Biden Could Trade a Climate Win for Ukraine Aid

Biden Could Trade a Climate Win for Ukraine Aid

The Biden administration may be open to rolling back its pause on liquified natural gas (LNG) facility approvals in return for the passage of a Ukraine aid package in Congress, according to reporting from Reuters. This would undo what many saw as a significant climate victory from Biden, at a time when his careful dance between the oil derricks and smokestacks risks alienating voters who want to see legitimate progress on the issue.

Biden paused the permitting process for pending and future LNG export facilities in January, angering the fossil fuel industry and elating climate advocates. The facilities, which are sprouting up in record numbers as the U.S. has taken over as the world’s biggest exporter of LNG, each help lock in millions of tons of excess emissions over the coming decades — the same decades the world is supposed to use to get to net-zero emissions. The pause was seen as an acknowledgement of that conflict; undoing it might be seen as a betrayal.

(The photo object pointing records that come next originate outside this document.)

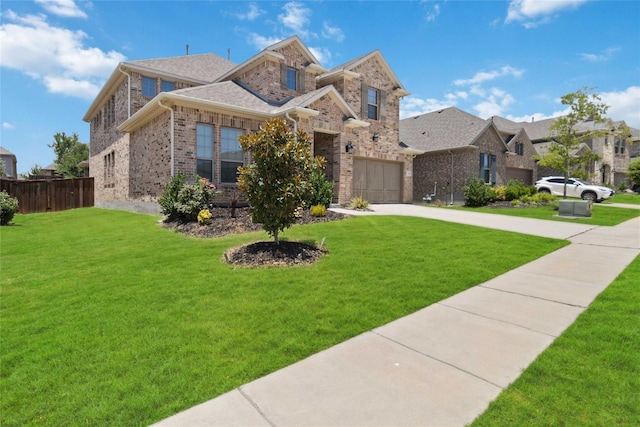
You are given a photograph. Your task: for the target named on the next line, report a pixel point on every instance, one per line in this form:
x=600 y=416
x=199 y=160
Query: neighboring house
x=612 y=167
x=155 y=118
x=451 y=147
x=10 y=163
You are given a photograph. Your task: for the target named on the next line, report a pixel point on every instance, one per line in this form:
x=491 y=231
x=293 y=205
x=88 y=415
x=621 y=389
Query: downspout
x=172 y=136
x=451 y=185
x=128 y=91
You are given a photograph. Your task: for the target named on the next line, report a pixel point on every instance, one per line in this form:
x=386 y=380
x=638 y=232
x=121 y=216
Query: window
x=109 y=170
x=292 y=79
x=166 y=86
x=488 y=168
x=231 y=154
x=204 y=151
x=372 y=104
x=148 y=87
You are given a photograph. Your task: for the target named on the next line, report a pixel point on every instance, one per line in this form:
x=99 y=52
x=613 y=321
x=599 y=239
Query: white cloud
x=413 y=106
x=296 y=17
x=250 y=15
x=483 y=76
x=624 y=105
x=333 y=33
x=495 y=104
x=64 y=8
x=599 y=57
x=532 y=10
x=55 y=56
x=262 y=42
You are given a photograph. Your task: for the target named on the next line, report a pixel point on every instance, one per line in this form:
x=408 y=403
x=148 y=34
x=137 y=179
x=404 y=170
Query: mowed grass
x=109 y=319
x=600 y=215
x=590 y=375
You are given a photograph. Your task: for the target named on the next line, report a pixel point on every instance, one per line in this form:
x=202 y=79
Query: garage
x=524 y=175
x=377 y=181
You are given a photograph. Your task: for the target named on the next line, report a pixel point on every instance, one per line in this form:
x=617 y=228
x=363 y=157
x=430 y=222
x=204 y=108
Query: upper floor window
x=204 y=151
x=231 y=154
x=488 y=168
x=292 y=79
x=148 y=87
x=372 y=103
x=167 y=86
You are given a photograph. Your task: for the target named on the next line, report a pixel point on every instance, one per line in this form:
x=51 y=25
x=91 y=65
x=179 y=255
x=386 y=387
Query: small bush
x=8 y=207
x=321 y=189
x=358 y=203
x=477 y=193
x=514 y=189
x=318 y=210
x=183 y=202
x=204 y=216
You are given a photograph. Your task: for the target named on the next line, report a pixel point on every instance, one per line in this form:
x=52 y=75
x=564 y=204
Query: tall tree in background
x=566 y=138
x=69 y=152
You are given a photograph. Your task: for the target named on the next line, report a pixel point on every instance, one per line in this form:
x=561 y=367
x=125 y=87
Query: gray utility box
x=579 y=208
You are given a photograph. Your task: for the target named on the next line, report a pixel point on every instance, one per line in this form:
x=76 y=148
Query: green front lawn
x=109 y=319
x=590 y=376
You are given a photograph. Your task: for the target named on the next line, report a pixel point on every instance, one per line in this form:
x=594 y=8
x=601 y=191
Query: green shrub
x=321 y=189
x=358 y=203
x=514 y=189
x=477 y=193
x=8 y=207
x=183 y=202
x=318 y=210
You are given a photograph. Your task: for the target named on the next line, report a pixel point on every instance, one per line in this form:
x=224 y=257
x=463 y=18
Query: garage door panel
x=377 y=181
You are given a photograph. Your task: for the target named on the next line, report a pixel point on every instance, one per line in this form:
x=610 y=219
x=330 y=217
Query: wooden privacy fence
x=40 y=195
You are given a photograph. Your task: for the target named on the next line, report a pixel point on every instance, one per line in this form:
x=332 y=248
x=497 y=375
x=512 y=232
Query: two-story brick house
x=155 y=118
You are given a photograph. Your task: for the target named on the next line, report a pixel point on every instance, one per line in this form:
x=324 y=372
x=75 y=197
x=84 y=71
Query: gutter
x=128 y=90
x=172 y=136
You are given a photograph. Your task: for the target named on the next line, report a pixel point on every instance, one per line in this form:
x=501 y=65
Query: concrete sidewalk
x=444 y=364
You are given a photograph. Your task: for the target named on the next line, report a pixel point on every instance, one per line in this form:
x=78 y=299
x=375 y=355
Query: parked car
x=575 y=188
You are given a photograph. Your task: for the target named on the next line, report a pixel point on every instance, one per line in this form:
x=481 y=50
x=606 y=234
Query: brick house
x=155 y=118
x=451 y=147
x=612 y=149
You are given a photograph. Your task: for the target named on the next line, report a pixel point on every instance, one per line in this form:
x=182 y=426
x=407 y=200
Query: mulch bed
x=257 y=254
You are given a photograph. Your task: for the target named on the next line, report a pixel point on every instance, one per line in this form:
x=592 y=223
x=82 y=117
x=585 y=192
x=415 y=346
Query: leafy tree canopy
x=566 y=137
x=278 y=181
x=69 y=152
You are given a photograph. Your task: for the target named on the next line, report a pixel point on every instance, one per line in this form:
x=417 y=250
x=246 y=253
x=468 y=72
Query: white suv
x=575 y=188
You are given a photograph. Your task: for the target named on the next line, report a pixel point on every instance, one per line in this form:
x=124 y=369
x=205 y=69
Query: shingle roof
x=446 y=129
x=205 y=67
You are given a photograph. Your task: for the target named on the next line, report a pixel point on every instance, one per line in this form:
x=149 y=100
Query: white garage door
x=377 y=181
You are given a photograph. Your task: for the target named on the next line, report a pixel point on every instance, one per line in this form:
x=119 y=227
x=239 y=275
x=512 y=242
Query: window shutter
x=364 y=100
x=382 y=113
x=283 y=75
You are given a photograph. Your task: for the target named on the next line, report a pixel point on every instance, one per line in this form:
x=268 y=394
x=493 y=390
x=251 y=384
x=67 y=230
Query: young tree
x=566 y=138
x=277 y=183
x=69 y=152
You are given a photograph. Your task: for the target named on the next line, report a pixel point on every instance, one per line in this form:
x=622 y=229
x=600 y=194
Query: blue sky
x=513 y=58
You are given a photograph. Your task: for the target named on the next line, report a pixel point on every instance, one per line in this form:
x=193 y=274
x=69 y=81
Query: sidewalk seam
x=255 y=405
x=437 y=360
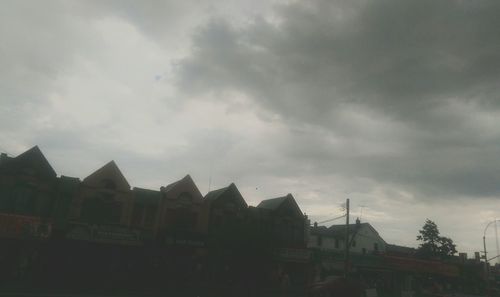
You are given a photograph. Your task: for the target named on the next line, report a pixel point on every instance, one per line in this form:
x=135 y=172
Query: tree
x=434 y=245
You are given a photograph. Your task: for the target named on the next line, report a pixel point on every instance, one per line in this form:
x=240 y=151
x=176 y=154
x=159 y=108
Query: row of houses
x=99 y=231
x=82 y=224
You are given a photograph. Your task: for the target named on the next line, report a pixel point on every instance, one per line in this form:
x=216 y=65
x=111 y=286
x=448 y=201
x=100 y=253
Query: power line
x=329 y=220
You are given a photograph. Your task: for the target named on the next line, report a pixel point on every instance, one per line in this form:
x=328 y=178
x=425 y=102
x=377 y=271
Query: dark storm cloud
x=404 y=92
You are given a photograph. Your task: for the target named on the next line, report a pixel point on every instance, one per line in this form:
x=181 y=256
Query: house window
x=137 y=214
x=150 y=215
x=102 y=209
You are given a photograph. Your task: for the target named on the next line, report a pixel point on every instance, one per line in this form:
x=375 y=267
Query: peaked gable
x=229 y=192
x=182 y=186
x=109 y=176
x=31 y=162
x=282 y=204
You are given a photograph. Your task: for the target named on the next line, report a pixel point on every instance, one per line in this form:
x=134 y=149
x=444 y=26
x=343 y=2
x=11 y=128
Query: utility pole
x=347 y=242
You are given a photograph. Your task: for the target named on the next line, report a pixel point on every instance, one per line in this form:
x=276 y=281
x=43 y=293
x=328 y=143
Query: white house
x=363 y=237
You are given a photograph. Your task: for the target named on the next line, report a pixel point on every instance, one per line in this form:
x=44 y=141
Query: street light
x=486 y=265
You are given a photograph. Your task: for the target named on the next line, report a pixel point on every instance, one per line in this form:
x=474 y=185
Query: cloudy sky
x=393 y=104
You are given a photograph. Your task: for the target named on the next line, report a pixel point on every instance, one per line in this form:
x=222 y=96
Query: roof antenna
x=210 y=176
x=361 y=211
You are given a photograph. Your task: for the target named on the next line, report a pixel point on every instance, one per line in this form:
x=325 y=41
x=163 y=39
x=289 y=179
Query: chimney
x=463 y=257
x=3 y=157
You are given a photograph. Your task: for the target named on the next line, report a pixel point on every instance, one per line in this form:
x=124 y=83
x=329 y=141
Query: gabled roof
x=272 y=204
x=186 y=184
x=146 y=196
x=232 y=190
x=32 y=160
x=108 y=172
x=340 y=229
x=279 y=202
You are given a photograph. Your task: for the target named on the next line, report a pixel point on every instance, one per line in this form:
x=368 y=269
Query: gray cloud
x=403 y=93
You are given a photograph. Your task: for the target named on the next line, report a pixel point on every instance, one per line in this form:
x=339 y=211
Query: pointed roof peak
x=32 y=161
x=105 y=174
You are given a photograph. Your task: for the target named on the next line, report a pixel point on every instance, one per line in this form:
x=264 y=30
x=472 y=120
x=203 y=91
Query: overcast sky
x=393 y=104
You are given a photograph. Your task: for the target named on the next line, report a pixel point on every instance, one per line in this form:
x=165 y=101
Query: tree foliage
x=433 y=244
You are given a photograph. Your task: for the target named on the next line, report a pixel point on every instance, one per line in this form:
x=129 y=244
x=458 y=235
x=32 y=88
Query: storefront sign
x=416 y=265
x=184 y=241
x=105 y=234
x=293 y=255
x=17 y=226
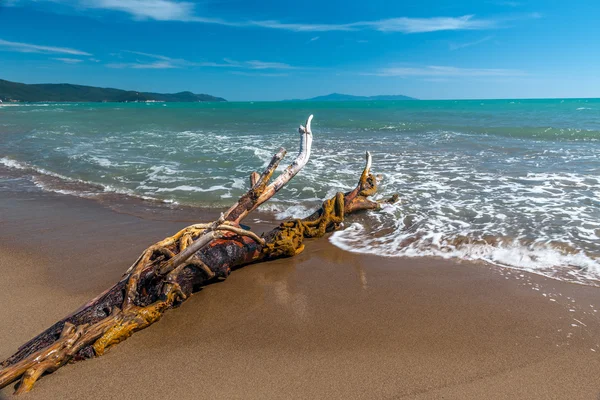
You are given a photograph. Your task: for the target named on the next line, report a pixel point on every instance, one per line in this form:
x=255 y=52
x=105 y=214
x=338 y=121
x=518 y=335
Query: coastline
x=328 y=323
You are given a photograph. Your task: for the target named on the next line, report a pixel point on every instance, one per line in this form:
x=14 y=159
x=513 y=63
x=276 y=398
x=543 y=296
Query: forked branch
x=168 y=272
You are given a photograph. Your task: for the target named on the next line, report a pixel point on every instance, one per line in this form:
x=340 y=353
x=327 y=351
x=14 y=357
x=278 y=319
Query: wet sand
x=326 y=324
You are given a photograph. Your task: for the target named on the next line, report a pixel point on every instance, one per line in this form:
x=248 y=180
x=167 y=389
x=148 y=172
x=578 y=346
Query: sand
x=327 y=324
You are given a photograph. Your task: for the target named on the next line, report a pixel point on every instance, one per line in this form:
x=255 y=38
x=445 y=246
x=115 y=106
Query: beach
x=325 y=324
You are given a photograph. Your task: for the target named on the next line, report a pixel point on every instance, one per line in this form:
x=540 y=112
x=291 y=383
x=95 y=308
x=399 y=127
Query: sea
x=514 y=183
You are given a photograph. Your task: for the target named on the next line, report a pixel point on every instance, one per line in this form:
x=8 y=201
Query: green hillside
x=13 y=91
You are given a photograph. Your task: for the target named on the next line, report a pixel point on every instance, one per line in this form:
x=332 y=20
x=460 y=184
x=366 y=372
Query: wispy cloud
x=172 y=10
x=506 y=3
x=402 y=25
x=256 y=64
x=160 y=10
x=147 y=65
x=445 y=71
x=265 y=74
x=35 y=48
x=456 y=46
x=68 y=60
x=157 y=61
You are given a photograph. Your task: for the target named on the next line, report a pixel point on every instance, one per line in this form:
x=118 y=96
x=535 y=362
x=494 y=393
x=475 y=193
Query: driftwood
x=169 y=271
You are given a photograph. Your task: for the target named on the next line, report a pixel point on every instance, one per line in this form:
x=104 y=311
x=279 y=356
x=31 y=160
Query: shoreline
x=324 y=324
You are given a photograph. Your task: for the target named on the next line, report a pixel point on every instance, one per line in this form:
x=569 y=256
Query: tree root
x=165 y=273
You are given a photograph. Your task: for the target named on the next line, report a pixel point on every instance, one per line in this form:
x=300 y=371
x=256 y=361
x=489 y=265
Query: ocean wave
x=58 y=183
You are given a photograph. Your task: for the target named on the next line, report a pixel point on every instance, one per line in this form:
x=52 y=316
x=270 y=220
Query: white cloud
x=267 y=74
x=164 y=62
x=456 y=46
x=420 y=25
x=34 y=48
x=160 y=10
x=255 y=64
x=444 y=71
x=403 y=25
x=173 y=10
x=69 y=60
x=149 y=65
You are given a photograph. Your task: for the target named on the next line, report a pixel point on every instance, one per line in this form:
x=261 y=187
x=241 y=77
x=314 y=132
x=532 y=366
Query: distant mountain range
x=348 y=97
x=13 y=91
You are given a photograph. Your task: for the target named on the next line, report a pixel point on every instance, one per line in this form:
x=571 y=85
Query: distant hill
x=13 y=91
x=348 y=97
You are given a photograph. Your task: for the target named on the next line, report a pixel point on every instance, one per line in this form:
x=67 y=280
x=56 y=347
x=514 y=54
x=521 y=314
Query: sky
x=278 y=49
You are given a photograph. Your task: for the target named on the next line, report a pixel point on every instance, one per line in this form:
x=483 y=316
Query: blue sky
x=279 y=49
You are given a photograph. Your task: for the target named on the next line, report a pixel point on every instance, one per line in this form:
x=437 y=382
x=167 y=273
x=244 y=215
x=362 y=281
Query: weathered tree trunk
x=169 y=271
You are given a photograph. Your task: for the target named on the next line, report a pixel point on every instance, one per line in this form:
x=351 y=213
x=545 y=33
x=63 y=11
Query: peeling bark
x=169 y=271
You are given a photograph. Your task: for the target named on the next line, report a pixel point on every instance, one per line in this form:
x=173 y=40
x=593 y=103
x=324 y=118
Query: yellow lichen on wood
x=288 y=241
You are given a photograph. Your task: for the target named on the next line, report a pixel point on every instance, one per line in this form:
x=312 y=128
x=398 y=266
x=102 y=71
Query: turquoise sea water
x=512 y=182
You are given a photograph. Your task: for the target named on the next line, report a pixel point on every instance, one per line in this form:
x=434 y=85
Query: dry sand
x=327 y=324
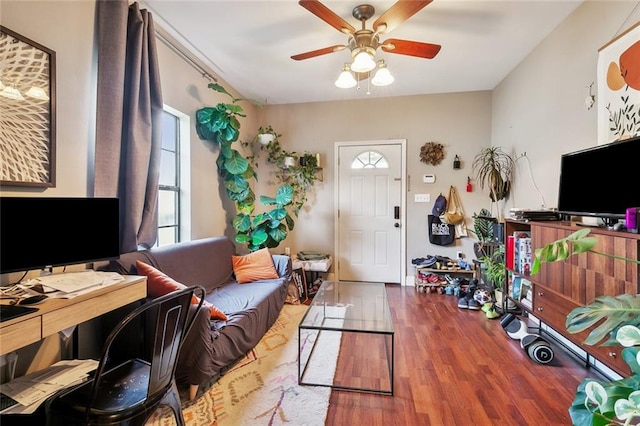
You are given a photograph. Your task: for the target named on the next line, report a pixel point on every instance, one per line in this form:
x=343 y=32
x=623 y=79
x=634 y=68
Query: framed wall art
x=619 y=87
x=27 y=112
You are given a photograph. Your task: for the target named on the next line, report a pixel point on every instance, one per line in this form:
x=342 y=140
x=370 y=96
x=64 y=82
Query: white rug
x=262 y=389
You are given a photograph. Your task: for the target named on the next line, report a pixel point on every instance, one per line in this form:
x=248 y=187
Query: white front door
x=370 y=234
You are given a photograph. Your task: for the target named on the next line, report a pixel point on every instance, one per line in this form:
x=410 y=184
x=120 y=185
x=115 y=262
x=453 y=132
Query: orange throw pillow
x=254 y=266
x=159 y=284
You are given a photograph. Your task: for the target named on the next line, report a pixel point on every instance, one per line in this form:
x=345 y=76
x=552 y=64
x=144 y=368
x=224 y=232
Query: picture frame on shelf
x=28 y=108
x=618 y=99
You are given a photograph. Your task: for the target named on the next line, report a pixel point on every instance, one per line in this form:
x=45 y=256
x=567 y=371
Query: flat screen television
x=602 y=181
x=42 y=232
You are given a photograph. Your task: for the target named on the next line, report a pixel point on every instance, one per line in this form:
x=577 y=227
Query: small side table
x=314 y=268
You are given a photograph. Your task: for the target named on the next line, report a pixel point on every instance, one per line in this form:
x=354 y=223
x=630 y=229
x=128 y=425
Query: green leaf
x=241 y=222
x=236 y=164
x=284 y=195
x=278 y=233
x=608 y=312
x=236 y=183
x=258 y=237
x=267 y=201
x=278 y=214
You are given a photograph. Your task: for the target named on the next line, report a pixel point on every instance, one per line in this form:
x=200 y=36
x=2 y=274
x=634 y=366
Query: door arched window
x=370 y=160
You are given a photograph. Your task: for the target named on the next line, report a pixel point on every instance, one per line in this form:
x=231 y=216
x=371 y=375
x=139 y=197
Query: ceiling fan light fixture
x=345 y=80
x=382 y=76
x=363 y=60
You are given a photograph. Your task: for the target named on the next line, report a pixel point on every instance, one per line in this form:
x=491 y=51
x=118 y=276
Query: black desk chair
x=129 y=392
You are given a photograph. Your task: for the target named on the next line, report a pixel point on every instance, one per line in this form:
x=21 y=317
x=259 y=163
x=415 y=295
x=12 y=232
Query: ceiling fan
x=365 y=40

According to the Reuters report, the argument from the White House would be that ending the pause would have no impact on near-term LNG exports, since it only affects facilities that are not yet built and operating. An industry source familiar with the ongoing discussions told Reuters that the administration “can tell the climate folks substantively nothing has changed.”

From an emissions perspective this may be true if only the next couple of years counted, but ignoring the future in order to have something we want in the present is sort of climate change’s whole deal.

The aid for Ukraine has been stalled on Capitol Hill for several months, with opposition from some corners of the Republican caucus. Speaker Mike Johnson has suggested ending the LNG pause could help grease the wheels for a vote in the House, which would likely win with a substantial majority. Of course, Johnson also could claim a victory in his home state of Louisiana, where a major LNG export facility is awaiting approval.

Climate activists are not likely to take the “nothing has changed” claim to heart. After Biden issued the pause, the praise was effusive; a spokesperson for Oil Change International called it “one of the most significant actions ever taken by a U.S. president to stop the dangerous expansion of fossil fuels.” The Sierra Club’s executive director said the pause “makes it clear that the Biden administration is listening to the calls to break America’s reliance on dirty fossil fuels.” The president of the League of Conservation Voters said it “sends a clear signal that the administration is taking the global commitment reached in December to transition away from fossil fuels seriously.”

If such a momentous step is considered standard trade fodder for Capitol Hill maneuvering, the idea that Biden grasps the difference between climate change and other policy issues is on tenuous ground.